15.08.2015

Energieaudits ab 2015

„Unternehmen” der öffentlichen Hand sind in der Pflicht

Energieaudits ab 2015

„Unternehmen” der öffentlichen Hand sind in der Pflicht

Seit 22. April 2015 sind große Unternehmen zur regelmäßigen Durchführung von Energieaudits verpflichtet. | © Coloures-pic - Fotolia
Seit 22. April 2015 sind große Unternehmen zur regelmäßigen Durchführung von Energieaudits verpflichtet. | © Coloures-pic - Fotolia

Am 22. April 2015 sind die Änderungen des Energiedienstleistungsgesetzes (EDL-G) in Kraft getreten, mit denen die Energieeffizienzrichtlinie 2012/27/EU in deutsches Recht umgesetzt wurde. Seither sind große Unternehmen zur regelmäßigen Durchführung von Energieaudits verpflichtet. Die Regelungen erfassen in besonderem Maße die öffentliche Hand, für die einige Besonderheiten gelten.

Alle vier Jahre

Nach §§ 8 ff i.V.m. 1 Nr. 4 EDL-G müssen alle Unternehmen, die kein Kleinstunternehmen bzw. kein kleines oder mittleres Unternehmen (KMU) i.S.d. Empfehlung der Kommission 2003/361/EG sind, erstmals bis zum 5. Dezember 2015 ein Energieaudit erstellen lassen und anschließend alle vier Jahre wiederholen. Ein Energieaudit ist ein systematisches Verfahren zur Erlangung von Informationen über das Energieverbrauchsprofil, zur Ermittlung und Quantifizierung der Möglichkeiten für wirtschaftliche Energieeinsparungen und zur Erfassung der Ergebnisse in einem Bericht. Die erfassten Unternehmen sind von der Pflicht zur Durchführung eines Energieaudits befreit, wenn sie bis zum Stichtag entweder ein zertifiziertes Energiemanagementsystem oder ein Umweltmanagementsystem eingeführt haben.
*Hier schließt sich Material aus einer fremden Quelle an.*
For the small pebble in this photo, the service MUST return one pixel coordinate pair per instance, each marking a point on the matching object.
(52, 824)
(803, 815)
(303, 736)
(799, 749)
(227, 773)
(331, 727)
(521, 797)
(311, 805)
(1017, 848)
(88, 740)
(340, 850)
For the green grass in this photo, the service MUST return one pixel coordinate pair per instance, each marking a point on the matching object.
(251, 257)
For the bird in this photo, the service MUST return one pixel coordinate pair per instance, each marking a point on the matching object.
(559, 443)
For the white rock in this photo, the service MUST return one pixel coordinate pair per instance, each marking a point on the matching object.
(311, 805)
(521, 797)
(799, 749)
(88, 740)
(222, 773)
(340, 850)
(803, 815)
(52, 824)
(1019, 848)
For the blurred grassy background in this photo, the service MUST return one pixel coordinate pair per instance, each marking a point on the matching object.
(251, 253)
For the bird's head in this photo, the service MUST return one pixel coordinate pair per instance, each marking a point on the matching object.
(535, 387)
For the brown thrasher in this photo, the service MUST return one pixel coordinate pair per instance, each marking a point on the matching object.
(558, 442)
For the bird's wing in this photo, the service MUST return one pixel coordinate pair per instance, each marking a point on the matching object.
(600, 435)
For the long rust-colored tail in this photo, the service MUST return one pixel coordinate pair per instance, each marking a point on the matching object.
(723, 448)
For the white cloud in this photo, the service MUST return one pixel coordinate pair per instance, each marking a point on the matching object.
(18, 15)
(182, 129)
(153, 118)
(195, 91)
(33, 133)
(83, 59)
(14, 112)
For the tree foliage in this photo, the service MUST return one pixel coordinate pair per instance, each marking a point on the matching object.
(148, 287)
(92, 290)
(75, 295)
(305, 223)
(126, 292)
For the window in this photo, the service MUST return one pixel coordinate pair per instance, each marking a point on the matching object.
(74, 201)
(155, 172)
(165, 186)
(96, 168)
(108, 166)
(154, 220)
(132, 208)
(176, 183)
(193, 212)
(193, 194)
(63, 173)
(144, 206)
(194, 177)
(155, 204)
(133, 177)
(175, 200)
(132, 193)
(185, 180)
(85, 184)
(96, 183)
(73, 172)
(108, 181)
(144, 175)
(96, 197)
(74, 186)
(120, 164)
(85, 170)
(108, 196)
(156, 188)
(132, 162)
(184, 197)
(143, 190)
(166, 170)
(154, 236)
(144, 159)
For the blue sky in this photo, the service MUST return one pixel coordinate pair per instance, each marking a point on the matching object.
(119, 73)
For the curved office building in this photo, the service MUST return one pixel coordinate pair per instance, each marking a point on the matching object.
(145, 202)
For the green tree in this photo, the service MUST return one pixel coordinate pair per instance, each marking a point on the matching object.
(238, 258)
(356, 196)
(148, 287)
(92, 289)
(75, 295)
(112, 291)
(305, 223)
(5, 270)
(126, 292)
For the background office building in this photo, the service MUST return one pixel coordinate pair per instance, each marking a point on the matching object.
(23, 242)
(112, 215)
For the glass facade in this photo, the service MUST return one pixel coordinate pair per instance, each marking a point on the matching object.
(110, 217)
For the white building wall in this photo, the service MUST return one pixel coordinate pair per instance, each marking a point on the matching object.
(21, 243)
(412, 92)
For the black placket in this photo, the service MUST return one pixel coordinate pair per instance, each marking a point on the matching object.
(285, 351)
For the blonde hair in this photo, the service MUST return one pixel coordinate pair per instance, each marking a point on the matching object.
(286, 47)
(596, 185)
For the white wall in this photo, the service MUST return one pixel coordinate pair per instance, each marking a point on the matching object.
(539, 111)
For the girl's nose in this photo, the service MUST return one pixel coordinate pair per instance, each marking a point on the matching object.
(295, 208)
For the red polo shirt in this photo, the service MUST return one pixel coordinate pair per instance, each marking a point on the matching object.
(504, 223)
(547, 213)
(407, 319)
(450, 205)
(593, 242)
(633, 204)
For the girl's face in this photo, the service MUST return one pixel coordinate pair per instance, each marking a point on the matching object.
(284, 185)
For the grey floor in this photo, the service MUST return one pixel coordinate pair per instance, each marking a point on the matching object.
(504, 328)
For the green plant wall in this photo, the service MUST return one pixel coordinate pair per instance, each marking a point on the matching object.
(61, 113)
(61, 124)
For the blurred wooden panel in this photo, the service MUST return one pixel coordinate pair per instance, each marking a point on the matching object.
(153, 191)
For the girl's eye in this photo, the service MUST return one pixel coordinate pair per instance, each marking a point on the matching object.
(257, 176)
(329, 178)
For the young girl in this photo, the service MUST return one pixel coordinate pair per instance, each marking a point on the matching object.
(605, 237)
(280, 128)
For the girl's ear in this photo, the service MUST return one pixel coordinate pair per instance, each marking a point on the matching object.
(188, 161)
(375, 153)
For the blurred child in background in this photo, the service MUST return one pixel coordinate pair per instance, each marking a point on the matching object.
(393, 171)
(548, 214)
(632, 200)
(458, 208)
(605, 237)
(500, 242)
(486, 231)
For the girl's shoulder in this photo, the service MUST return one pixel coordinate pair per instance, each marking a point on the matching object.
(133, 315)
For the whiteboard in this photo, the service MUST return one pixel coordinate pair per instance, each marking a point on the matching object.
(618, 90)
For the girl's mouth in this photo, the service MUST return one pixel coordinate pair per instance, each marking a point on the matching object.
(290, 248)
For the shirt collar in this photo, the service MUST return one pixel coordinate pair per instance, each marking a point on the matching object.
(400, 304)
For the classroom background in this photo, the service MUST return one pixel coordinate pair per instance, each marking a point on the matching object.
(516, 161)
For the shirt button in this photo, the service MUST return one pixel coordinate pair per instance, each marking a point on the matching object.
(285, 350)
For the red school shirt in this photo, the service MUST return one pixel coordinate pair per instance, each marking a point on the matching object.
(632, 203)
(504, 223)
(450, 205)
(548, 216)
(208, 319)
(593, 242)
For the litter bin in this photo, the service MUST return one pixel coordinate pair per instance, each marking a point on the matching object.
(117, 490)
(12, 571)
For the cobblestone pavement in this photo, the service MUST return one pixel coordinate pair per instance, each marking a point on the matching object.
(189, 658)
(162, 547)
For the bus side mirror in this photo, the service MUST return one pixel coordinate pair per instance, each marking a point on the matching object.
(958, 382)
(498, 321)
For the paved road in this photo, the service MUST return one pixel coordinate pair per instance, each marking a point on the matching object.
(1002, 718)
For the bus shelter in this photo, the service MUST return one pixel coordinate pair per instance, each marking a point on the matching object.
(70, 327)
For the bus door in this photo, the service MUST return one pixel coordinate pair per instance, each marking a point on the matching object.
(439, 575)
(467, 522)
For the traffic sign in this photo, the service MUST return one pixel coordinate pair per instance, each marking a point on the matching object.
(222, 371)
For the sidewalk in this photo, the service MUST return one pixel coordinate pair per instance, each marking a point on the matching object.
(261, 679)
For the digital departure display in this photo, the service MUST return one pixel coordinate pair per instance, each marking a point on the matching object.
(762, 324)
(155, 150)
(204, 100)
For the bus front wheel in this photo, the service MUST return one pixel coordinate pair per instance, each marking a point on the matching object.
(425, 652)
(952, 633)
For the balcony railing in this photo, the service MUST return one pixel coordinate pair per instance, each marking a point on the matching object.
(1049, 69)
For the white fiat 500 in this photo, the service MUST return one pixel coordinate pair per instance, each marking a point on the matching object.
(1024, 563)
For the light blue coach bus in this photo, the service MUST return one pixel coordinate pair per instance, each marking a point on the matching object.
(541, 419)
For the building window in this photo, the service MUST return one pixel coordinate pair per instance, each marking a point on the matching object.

Das Bundesamt für Wirtschaft und Ausfuhrkontrolle (BAFA) wird künftig als Aufsichtsbehörde Stichprobenkontrollen zur Durchführung der Energieaudits durchführen. Ein nicht, nicht richtig, nicht vollständig oder nicht rechtzeitig durchgeführtes Energieaudit kann mit einem Bußgeld von bis zu 50.000 € geahndet werden. Das BAFA hat am 13. 05. 2015 ein „Merkblatt für Energieaudits” veröffentlicht, das für die Unternehmen die Gesetzesanwendung erleichtern soll.


Erfasste Unternehmen

Die Auditierungspflicht gilt nur für große Unternehmen i.S.d. Kommissionsempfehlung (Nicht-KMU). Als Unternehmen gilt danach jede Einheit, unabhängig von ihrer Rechtsform, die eine wirtschaftliche Tätigkeit ausübt. Der aus den beiden Merkmalen „Einheit” und „wirtschaftliche Tätigkeit” bestehende Unternehmensbegriff ist nach allgemeiner Ansicht in jeder Hinsicht weit zu verstehen. Insbesondere für die öffentliche Hand ergeben sich in diesem Zusammenhang einige Besonderheiten.

Einheit …

In seinem Merkblatt geht das BAFA von einem durchaus engeren Verständnis des Unternehmensbegriffs aus, indem es auf „jede rechtlich selbständige” Einheit abstellt, „die aus handels- und/oder steuerrechtlichen Gründen Bücher führt und bilanziert”. Bei kommunalen Unternehmen sei „jede organisatorisch selbständige Einheit” verpflichtet, auf eine eigene Rechtspersönlichkeit komme es nicht an; diese Sichtweise kommt vor allem der Kommunalwirtschaft entgegen, auch wenn m.E. die (europa-)rechtliche Grundlage dafür fehlt.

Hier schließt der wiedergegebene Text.